One year ago, Jim Willie made a big mistake. He wrote off Murray Rothbard as a dolt.
He did not mention Rothbard by name. He was too smart for that. He simply dismissed Rothbard’s description of how the Federal Reserve System works. Jim Willie thought he knew better.
I warned him about this. He ignored me. He dismissed me as a dolt. Lots of people have. But it is never wise to write off Murray Rothbard as a dolt.
Who is Jim Willie? He is a statistician. He has a Ph.D. He is a gold bug. He publishes a newsletter with the difficult-to-market name, The Golden Jackass.
Here is how all this started.
“THE IMMINENT COLLAPSE OF THE T-BOND MARKET!!!!”
On September 25, 2013, he made a startling announcement.
The USTreasury Bond market breakdown is in progress, all part of the general USDollar global rejection that is taking the world by storm. Of course, residents inside the US Dome do not notice, since they only perceive it as the native currency.
He said he had what amounted to inside information.
A recent event has occurred, which was brought to the table by an unexpected corner, but a reliable source, who has a banker friend. The bond market has converted into a Flash Trading arena within the bank syndicate to maintain bond prices. This is an explosive development, indicative of unsustainable sovereign bond prices kept up by round robin marked by internal sales within the Federal Reserve banks themselves.

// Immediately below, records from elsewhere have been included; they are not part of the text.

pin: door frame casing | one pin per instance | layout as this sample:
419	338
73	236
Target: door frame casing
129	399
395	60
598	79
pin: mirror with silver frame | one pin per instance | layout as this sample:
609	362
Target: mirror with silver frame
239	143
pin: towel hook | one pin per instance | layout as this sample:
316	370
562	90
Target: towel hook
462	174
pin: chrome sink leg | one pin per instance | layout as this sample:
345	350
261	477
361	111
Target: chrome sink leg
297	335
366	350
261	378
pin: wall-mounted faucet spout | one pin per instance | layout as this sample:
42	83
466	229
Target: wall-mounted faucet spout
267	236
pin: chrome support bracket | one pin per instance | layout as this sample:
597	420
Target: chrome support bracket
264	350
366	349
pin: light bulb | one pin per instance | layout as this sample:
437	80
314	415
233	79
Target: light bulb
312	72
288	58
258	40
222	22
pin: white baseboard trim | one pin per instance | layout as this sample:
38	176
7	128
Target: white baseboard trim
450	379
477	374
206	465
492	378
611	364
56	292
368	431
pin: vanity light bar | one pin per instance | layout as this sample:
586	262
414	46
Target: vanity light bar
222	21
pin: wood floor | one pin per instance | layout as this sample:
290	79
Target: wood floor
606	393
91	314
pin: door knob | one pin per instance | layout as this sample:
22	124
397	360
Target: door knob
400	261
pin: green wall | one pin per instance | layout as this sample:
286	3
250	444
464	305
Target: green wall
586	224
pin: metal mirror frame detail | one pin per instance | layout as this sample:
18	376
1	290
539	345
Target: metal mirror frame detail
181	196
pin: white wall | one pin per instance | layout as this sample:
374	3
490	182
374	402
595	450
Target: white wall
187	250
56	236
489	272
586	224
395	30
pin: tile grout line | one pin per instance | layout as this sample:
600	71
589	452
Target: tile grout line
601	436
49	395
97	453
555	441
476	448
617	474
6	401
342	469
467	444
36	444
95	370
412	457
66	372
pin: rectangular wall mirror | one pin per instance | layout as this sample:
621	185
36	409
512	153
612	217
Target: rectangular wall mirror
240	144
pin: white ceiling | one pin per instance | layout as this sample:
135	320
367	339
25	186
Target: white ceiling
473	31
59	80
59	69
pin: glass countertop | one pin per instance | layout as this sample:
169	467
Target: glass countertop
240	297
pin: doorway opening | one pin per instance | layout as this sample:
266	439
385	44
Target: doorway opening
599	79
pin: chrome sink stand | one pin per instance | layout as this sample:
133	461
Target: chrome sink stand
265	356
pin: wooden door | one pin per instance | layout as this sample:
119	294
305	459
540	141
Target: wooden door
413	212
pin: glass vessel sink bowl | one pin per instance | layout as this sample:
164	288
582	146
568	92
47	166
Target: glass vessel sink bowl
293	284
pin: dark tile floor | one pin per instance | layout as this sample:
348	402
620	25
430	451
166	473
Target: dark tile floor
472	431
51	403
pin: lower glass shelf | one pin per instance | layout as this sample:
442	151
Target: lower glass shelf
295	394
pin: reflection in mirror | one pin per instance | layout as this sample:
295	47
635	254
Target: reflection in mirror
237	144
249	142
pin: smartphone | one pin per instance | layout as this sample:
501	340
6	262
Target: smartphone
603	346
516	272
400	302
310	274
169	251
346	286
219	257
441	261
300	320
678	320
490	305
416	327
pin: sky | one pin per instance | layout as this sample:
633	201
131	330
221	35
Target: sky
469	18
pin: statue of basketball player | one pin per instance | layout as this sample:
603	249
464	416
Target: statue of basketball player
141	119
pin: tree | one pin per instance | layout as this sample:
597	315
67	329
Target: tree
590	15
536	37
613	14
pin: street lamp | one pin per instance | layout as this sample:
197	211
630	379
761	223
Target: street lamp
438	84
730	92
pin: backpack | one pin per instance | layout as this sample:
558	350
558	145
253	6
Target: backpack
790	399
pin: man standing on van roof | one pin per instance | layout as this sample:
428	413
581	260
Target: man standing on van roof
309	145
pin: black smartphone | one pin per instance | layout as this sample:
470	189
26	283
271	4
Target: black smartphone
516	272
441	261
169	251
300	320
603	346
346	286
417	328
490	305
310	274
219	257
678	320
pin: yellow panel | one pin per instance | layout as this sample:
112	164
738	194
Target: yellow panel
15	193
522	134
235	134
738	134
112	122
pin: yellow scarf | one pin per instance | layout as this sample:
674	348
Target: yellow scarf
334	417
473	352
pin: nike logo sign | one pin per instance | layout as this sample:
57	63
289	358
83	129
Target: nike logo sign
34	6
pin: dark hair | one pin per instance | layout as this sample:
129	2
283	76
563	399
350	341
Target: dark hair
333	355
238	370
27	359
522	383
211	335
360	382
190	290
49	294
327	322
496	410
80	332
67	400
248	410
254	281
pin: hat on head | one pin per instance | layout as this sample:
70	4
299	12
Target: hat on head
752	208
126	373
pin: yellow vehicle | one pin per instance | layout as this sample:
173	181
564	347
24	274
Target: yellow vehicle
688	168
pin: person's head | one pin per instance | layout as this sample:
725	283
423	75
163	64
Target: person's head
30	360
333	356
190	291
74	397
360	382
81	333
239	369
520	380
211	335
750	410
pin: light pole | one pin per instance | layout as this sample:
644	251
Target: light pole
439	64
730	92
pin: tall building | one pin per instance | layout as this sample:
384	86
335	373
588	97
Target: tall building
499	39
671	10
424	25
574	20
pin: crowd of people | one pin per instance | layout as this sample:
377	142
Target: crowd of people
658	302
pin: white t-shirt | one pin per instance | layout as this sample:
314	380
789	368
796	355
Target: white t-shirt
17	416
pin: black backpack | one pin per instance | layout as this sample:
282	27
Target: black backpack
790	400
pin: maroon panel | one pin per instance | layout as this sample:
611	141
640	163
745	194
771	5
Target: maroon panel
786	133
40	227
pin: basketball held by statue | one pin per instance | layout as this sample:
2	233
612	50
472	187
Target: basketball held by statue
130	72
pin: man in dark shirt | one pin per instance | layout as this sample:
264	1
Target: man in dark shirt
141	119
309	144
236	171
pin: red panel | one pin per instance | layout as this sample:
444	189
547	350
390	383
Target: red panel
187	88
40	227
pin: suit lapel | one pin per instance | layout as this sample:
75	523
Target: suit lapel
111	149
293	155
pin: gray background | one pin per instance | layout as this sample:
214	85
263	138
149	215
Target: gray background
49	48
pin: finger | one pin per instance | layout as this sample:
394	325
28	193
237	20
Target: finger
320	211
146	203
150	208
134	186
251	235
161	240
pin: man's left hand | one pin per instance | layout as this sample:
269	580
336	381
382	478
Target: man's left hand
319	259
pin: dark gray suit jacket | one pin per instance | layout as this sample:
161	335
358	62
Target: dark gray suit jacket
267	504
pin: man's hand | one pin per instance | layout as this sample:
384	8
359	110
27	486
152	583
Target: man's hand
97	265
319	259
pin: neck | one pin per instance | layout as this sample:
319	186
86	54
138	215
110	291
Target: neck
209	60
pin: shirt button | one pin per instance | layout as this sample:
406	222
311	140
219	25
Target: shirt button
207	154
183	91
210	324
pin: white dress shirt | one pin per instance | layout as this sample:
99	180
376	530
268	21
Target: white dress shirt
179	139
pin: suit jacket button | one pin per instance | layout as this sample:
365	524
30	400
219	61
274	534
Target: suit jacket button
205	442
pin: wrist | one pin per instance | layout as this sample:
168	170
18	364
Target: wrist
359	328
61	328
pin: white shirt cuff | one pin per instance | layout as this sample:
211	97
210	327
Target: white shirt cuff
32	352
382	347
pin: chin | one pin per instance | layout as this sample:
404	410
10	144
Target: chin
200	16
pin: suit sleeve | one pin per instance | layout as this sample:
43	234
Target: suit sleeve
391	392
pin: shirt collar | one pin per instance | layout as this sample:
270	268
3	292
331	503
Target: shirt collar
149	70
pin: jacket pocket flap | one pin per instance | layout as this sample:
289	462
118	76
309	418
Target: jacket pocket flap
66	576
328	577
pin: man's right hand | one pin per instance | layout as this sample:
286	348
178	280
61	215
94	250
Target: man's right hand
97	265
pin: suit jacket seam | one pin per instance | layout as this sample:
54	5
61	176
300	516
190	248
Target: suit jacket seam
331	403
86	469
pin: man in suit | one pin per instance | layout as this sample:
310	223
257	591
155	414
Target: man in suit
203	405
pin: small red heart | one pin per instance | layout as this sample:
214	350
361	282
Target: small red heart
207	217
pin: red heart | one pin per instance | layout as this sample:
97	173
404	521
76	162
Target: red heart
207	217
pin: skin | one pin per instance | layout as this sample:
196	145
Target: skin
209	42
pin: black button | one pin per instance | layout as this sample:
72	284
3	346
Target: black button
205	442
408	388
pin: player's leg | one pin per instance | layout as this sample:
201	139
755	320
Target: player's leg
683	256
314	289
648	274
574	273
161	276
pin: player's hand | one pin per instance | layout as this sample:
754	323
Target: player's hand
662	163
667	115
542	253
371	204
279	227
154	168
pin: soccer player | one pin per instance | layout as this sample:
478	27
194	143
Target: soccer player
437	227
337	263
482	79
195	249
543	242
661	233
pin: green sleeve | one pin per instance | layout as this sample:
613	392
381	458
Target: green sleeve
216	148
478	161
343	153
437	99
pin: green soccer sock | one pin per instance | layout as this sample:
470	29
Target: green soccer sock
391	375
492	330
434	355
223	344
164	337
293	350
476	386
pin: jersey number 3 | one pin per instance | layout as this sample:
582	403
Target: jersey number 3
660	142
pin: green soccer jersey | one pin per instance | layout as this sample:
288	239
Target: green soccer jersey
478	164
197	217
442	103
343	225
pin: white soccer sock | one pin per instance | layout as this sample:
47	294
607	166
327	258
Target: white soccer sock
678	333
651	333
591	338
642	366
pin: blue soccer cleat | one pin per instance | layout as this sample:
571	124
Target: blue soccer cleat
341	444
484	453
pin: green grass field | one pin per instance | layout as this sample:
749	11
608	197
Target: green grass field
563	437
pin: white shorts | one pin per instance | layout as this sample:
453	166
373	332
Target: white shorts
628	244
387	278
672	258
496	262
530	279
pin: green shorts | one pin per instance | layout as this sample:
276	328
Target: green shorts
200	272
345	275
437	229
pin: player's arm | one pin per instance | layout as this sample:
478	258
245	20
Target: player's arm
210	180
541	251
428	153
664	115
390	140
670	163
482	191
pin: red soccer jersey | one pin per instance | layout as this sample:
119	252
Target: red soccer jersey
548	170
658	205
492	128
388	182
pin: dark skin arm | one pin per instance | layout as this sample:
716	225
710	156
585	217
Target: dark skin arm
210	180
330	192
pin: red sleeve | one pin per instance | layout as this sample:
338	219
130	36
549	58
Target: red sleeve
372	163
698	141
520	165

He is legendary for his use of underlines, bold facing, italics, exclamation points, and capital letters.
He went on.
Two weeks ago, an extraordinary memo was received from a trusted colleague. It could be important in yet unknown ways. The USTBond market is broken, and the USDollar cannot be defended. The memo read as follows. “I spoke with an old banking friend of mine on Saturday who now works as an Executive Officer in the Regulatory Division of the Dallas Federal Reserve. The gist of the conversation was this. There was a panic teleconference among all of the Regional Federal Reserve banks on Thursday afternoon [Sept 5th]. The subject of this emergency teleconference was USTreasury Yields. The perilously low capital of the Federal Reserve was at issue in this meeting, and the fact that they could no longer afford to defend the USDollar at this point. All of the regional Federal Reserve Banks were ordered to unload as many USTreasurys and Mortgage Backed Securities as they could, even though they are selling at a loss, to provide immediate liquidity even at the expense of capital! Eventually, late Friday night a tranche of Treasurys was sold above market price to several Federal Reserve Member banks in order to drive down the yield! You can plainly see this sale on the 10-year USTreasury chart.” Big news! Panic setting in! Unsustainable bond arena! Flash Trading has hit bonds!
This was, as Dr. Willie would put it, Big News!!!
But he was just getting warmed up.
More important, WE HAVE NOW SEEN THE BEGINNING OF FLASH TRADING ON USTREASURY BONDS!! A grand round robin closed circle selling program will be relied upon in desperation to maintain price, just like with NYSE stocks in Algorithm Trading.
On September 27, I responded to this article. I posted it on my site. I wrote the following.
I rarely see anything this obviously wrong. He has the economics of the bond market 100% backwards. The error is total. Consider this.